The Marathas, now sometimes called “Maharashtrians,” are an Indic people, speakers of the Marathi language. The boundaries of the modern Indian state of Maharashtra were drawn so as to include all majority Marathi-speaking areas. The Marathi language emerged a thousand years ago, but the Maratha Empire took shape only after 1674. Its leaders contended with the Mughal Empire and contributed to its downfall. They created a loosely knit but dynamic political system that grew within the frame of Mughal imperial power while reducing it to a shadow of its former self. Maratha governors ruled the great cities of Agra and Delhi, and it was from them that the British wrested control of north India in 1803–1806. The residual Maratha states still put up a fierce resistance before succumbing to the new British Empire in 1818.
British historians wrote the first draft of Indian history. The English public was uninterested in the Marathas. The Mughal dynasty and the older states of Rajasthan received far more favorable attention. The historical narrative that the British rescued India from chaos also required a depiction of the Marathas as predatory sources of disorder. This representation has resulted in minimizing the commercial dynamism and flexibility of Maratha administration. Maratha taxation was far from destructive. It operated within a dynamic political economy. While periodically affected (as Indian governments had long been) by climatic catastrophe or political breakdown, this economy could recuperate quickly in better times. The Maratha Empire also represented a unique identification between a people and an empire. Ordinary Maharashtrian farmers served in its armies, were proud of its political achievements, and identified with the Maratha patria. The empire was also marked by a continuity with the symmetrical patterns of kinship and marriage customary in Maharashtra. While sons of secondary wives could rise to high positions in the lineage, primary marriages continued to be with women of status. Affinal relatives were recognized and played a large role in governance. Also, unlike the Mughal Empire, the Marathas used their own language wherever they ruled, enriching and elaborating it all the while. This prefigured the rise of linguistic nationalisms more generally in India under British rule.
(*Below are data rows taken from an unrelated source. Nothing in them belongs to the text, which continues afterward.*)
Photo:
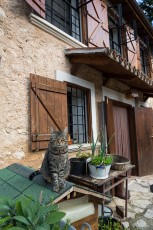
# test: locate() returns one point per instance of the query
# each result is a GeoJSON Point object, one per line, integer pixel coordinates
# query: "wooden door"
{"type": "Point", "coordinates": [144, 140]}
{"type": "Point", "coordinates": [48, 109]}
{"type": "Point", "coordinates": [122, 131]}
{"type": "Point", "coordinates": [118, 122]}
{"type": "Point", "coordinates": [97, 24]}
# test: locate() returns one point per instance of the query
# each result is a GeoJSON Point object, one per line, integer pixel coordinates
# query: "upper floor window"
{"type": "Point", "coordinates": [143, 60]}
{"type": "Point", "coordinates": [64, 14]}
{"type": "Point", "coordinates": [114, 36]}
{"type": "Point", "coordinates": [77, 114]}
{"type": "Point", "coordinates": [114, 21]}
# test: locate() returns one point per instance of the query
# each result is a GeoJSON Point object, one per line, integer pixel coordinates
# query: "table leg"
{"type": "Point", "coordinates": [126, 196]}
{"type": "Point", "coordinates": [103, 202]}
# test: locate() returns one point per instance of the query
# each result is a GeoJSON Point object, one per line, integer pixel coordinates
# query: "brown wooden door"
{"type": "Point", "coordinates": [144, 140]}
{"type": "Point", "coordinates": [97, 24]}
{"type": "Point", "coordinates": [48, 109]}
{"type": "Point", "coordinates": [118, 122]}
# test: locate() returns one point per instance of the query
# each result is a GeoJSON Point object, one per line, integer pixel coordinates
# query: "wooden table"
{"type": "Point", "coordinates": [105, 185]}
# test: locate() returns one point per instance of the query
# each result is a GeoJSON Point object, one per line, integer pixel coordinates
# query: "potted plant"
{"type": "Point", "coordinates": [110, 223]}
{"type": "Point", "coordinates": [78, 164]}
{"type": "Point", "coordinates": [100, 163]}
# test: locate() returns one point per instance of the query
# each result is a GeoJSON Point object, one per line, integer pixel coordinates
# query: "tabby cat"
{"type": "Point", "coordinates": [55, 166]}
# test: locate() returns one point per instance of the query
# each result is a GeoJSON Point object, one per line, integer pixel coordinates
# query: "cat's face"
{"type": "Point", "coordinates": [58, 139]}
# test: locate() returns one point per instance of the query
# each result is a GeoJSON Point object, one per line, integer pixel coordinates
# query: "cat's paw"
{"type": "Point", "coordinates": [62, 183]}
{"type": "Point", "coordinates": [56, 188]}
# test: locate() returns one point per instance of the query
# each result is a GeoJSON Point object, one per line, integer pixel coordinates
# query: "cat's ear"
{"type": "Point", "coordinates": [51, 129]}
{"type": "Point", "coordinates": [65, 130]}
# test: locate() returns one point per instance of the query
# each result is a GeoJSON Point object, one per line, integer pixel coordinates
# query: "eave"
{"type": "Point", "coordinates": [111, 65]}
{"type": "Point", "coordinates": [131, 10]}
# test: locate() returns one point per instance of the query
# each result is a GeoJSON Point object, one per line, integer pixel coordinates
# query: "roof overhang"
{"type": "Point", "coordinates": [112, 66]}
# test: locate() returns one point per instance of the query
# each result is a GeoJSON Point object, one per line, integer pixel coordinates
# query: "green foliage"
{"type": "Point", "coordinates": [147, 7]}
{"type": "Point", "coordinates": [83, 155]}
{"type": "Point", "coordinates": [117, 225]}
{"type": "Point", "coordinates": [101, 160]}
{"type": "Point", "coordinates": [27, 214]}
The origin of British India can be traced to warfare in 18th-century Europe and India, trade-related conflicts and disputes, and the East India Company’s business model. The state that emerged from these roots survived by reforming the institutions of capitalism, military strategy, and political strategy. As the 19th century unfolded and its power became paramount, the Company evolved from a trading firm to a protector of trade. The rapid growth of the three port cities where Indo-European trade and naval power was concentrated exemplifies that commitment. But beyond maintaining an army and protecting trade routes, the state remained limited in its reach.